Album Review: Tygers of Pan Tang – The Wreck-Age/Burning In the Shade 1985-1987
Reviewed by Paul Hutchings
There are several reasons why Whitley Bay’s NWOBHM stalwarts Tygers of Pan Tang didn’t progress as one might have expected in those halcyon early 1980s. Losing John Sykes to Thin Lizzy and then Whitesnake didn’t help, although singer Jon Deverill was a superior vocalist to Jess Cox.
Having peaked with a top 40 hit with a cover of The Clovers ‘Love Potion No.9’ in 1982, the band collapsed shortly after. The line-up that emerged in 1985 for these albums moved to a much more radio friendly sound, with only Deverill and drummer Brian Dick remaining from the band who recorded ‘The Cage’, and who had flirted with success for a tantalising moment.
One listen to ‘The Wreck-age’ has you yearning for the grittier sound that the band generated in those early albums, be it the polished ‘Spellbound’ or the earlier grit of ‘Wild Cat.’ There are few memorable songs on these two releases. The title track does at least have a bit of gumption about it, ticking along at a decent pace, with some decent guitar work thanks to the duo of Neil Shepherd and Steve Lamb.
Elsewhere you must work hard to find anything that has any spirit to it, with most songs limper than a fortnight old lettuce. Tracks like ‘Women in Cages’ have not aged well in the slightest, with the chorus of “Women in Cages, Prison of rages, They don’t wanna be free, Women, driven with desire, frenzy of fire, they all wanna be free” a masterpiece of misogyny.

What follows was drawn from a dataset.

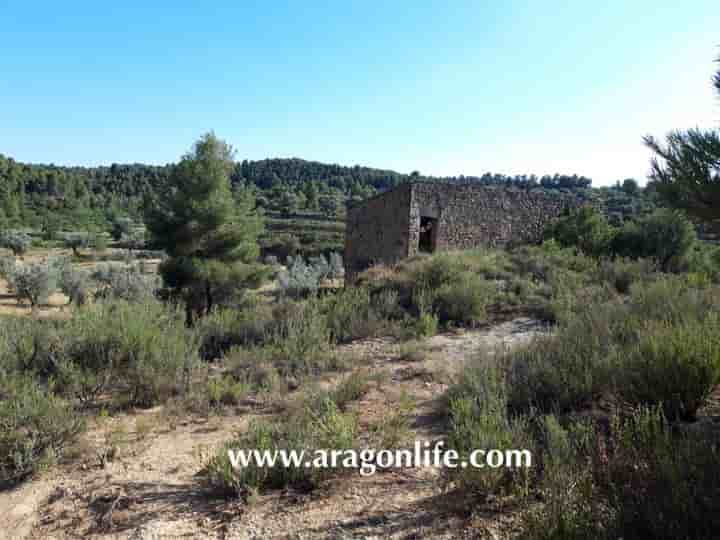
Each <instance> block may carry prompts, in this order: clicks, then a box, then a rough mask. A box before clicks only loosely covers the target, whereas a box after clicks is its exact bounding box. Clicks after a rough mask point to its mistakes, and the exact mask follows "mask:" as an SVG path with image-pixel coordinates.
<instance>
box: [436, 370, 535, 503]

Ten tracks, with possibly two decent songs amongst them, ‘The Wreck-Age’ has not aged well. Deverill’s vocals are decent, but the songs are flaccid, there are some horrible 80s synths which add to a blunt edge to make it an AOR album that really needs to be left to rest in peace.
1987 saw the band release ‘Burning in the Shade.’ Far from burning, this album continued in the rather routine manner of’ The Wreck-Age,’ following more lightweight melodic rock. Having shed Shepherd and bassist Dave Donaldson, the trio of Deverill, Dick and Lamb collaborated with one of the originators of Neat Records, Steve Thompson who added keyboards and bass as well as co-writing credits on all tracks.
If ‘The Wreck-Age’ distanced the Tygers from those early albums, ‘Burning in the Shade’ took them about a million miles away. Deverill’s vocals remain strong, but the ghastly harmonies and backing vocals are stomach-churning, with the keyboards dominating at the expense of the guitar, something that turned many of their long-time fans away.
Looking back and listening to these songs today, one wonders if the band felt that this was the best route for commercial success. They attempted to move in the same way that bands such as Uriah Heep, Praying Mantis, Lionheart, and Magnum did. Both albums are totally inoffensive (if you ignore ‘Women in Cages’, ahem), but flat as a pancake with it.
This package also comes with a selection of demos from these albums.
Interestingly, since Robb Weir resurrected the band as sole original member in 2001, the band has moved to a much more guitar orientated sound and their recent albums and this year’s EP ‘A New Heartbeat’ are worth a listen.